夕暮れ時の公園には人っ子一人としていなくて、完全に俺と斉茗の2人きりで世界が構成されているようだった。…そうなる様に、俺が斉茗を此処へ連れて来たのだ。

あの後、やはり何処か辛そうに微笑みながら円堂と木野が仲良く連れ立って帰ってゆくのを眺めていた彼女を、此処に誘った。此処ならば、誰にも知られること無く泣けるだろう、と考えて。
くすん、と軽く鼻を啜る音にはっと意識を彼女の方に戻せば、鼻の先を赤くしながらぼんやりとブランコを漕いでいる斉茗がいた。…涙の方は、大分落ち着きを見せたらしい。

「…もう大丈夫か?」
「うん。…ごめんね、風丸くん、迷惑かけちゃって…」

日の光を吸収して綺麗に輝く碧の瞳には、少しだけ充血した後が残っていて、痛々しく俺の目には映った。同時に彼女が目を瞬かせる度に長い睫が涙を含んでいた影響のせいかキラキラと輝く様がとても神秘的で美しく見える。…背反の考えか、今はそんな事を考えている時では無いというのに。頭を一振りして今までの考えを払拭させてから彼女の方へ再び目を向けると、大きな瞳とばっちり目線が合う。そのまま、彼女は何を思ったか、悲しそうに微笑んだ。桃色の唇が言葉を紡ぐ。

「…ねえ、風丸くん。秋ちゃんって、良い子だよね」
「…は?」

俺の予測とは全く異なる答えを口にした彼女に、思わず目を見開く。秋ちゃん、というのは木野の事だろう。しかし、さっき彼女が泣いていた原因は…まあ本人には全く悪気は無いだろうが…円堂と木野の関係、の様な事だったと見えたのだが。

「秋ちゃん。優しくて、可愛いし…頭も良いし。しっかり者で、明るくて…とっても、良い子だと思うの」
「…ああ、そうだな」

素直に納得出来ることをぽつぽつと呟いていくのを聞いて、それに相槌を打つ。…確かに、木野は凄く良い奴で、良いマネージャーで。雷門の母と呼ばれるのも頷けるくらい、世話好きで、場の雰囲気を和ませる事もしてくれるムードメーカーをしてくれることもある。
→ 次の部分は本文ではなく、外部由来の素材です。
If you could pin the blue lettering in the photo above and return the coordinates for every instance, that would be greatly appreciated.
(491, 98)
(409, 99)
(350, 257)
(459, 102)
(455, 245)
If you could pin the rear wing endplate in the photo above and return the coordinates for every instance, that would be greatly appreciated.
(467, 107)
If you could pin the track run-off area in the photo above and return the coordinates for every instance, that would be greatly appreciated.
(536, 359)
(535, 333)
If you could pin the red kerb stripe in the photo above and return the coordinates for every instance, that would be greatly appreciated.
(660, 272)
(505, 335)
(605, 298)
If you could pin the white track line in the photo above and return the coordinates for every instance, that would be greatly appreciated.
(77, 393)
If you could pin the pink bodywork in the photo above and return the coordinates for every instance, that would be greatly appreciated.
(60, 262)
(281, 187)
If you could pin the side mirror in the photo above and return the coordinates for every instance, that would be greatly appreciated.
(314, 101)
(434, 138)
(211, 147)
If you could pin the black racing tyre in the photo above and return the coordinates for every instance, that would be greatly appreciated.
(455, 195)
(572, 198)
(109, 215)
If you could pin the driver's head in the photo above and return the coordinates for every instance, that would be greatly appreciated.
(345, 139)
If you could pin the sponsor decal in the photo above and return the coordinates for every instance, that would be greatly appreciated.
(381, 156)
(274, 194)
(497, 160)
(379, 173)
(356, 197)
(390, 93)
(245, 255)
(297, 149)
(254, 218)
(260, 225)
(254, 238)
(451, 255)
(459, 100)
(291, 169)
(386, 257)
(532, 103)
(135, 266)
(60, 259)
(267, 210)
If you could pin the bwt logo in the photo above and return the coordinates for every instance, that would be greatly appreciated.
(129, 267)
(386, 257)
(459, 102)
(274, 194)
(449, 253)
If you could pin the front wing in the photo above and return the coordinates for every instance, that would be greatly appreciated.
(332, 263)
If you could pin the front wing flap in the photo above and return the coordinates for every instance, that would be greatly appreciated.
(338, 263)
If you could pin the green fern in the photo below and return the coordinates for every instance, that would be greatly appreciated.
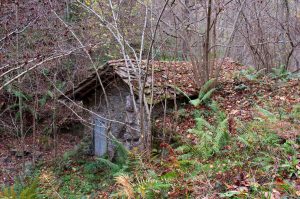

彼女の言うことは、正論だった。否定の仕様が無いし、否定しようとも思わない。
斉茗はキィ、と錆びた音を立てながらブランコを軽く漕いで、更に続けた。

「私みたいなのとも…仲良くしてくれるし…私ね、秋ちゃんの事、だいすきだよ。…秋ちゃんみたいに仲良くしてくれる人、初めてだったの」
「…そうか」
「私…どん臭くて、泣き虫で、…何をやっても1人じゃ何も上手く出来なかったから…小さい頃から守しか傍にいてくれなくて…だから…」

段々と小さくなっていく声。震えて、涙交じりになっていくのに耐え切れなくて、思わず彼女の前に立って、ブランコに座ったままの彼女をゆっくりと抱きしめた。俺よりも一周りも二周りも細くて頼りない身体が俺の身体に微かな振動を与え続ける。
そんな状態になりながらも、必死で言葉を紡ぎ続ける彼女を少しでも落ち着かせようと背中をゆっくりと上下に撫でてやれば、彼女の身体を伝う震動も少しずつ収まってきた。そして、暫くしてぽつり、と呟く。

「…守はね、きっと…ううん、絶対秋ちゃんのこと、好きなんだよ…だから…だから、笑って、見守ってあげなくちゃ…」

今まで、守にも秋ちゃんにも迷惑ばっかりかけてきたから、二人が幸せになるために、私の気持ちを。

そう呟いて、ぐっと俺の肩に額を押し付けた彼女は、泣き笑いの様な声音で俺に向かって囁くように呟いた。

「…ごめんなさい、ちょっとだけ…ちょっとだけ、肩を貸して。…すぐに、落ち着くから…ッ…」

直後、肩口から漏れる辛そうに押し殺した啜り泣きの声を聞きながら俺は堪らなくなった。今すぐにでも、この弱り果てた彼女の心の隙間に滑り込んでしまいたい。この身体を強く、強く抱きしめて、もう他に誰の事も考えられないように、辛い思いなど忘れさせてしまいたい。

―けれど、そんな事をしたら、きっと彼女をもっと深く傷付けてしまうかもしれない。それが、堪らなく怖かった。

密やかな声を上げて泣き続ける彼女の頭や背中を撫でながら、俺は暗くなりかけて電灯に照らされている藍色の星空を見上げた。結局、今の俺はどちらとも知れぬ立場を貫き通して、彼女を慰めるしか術を持たなかったのだ。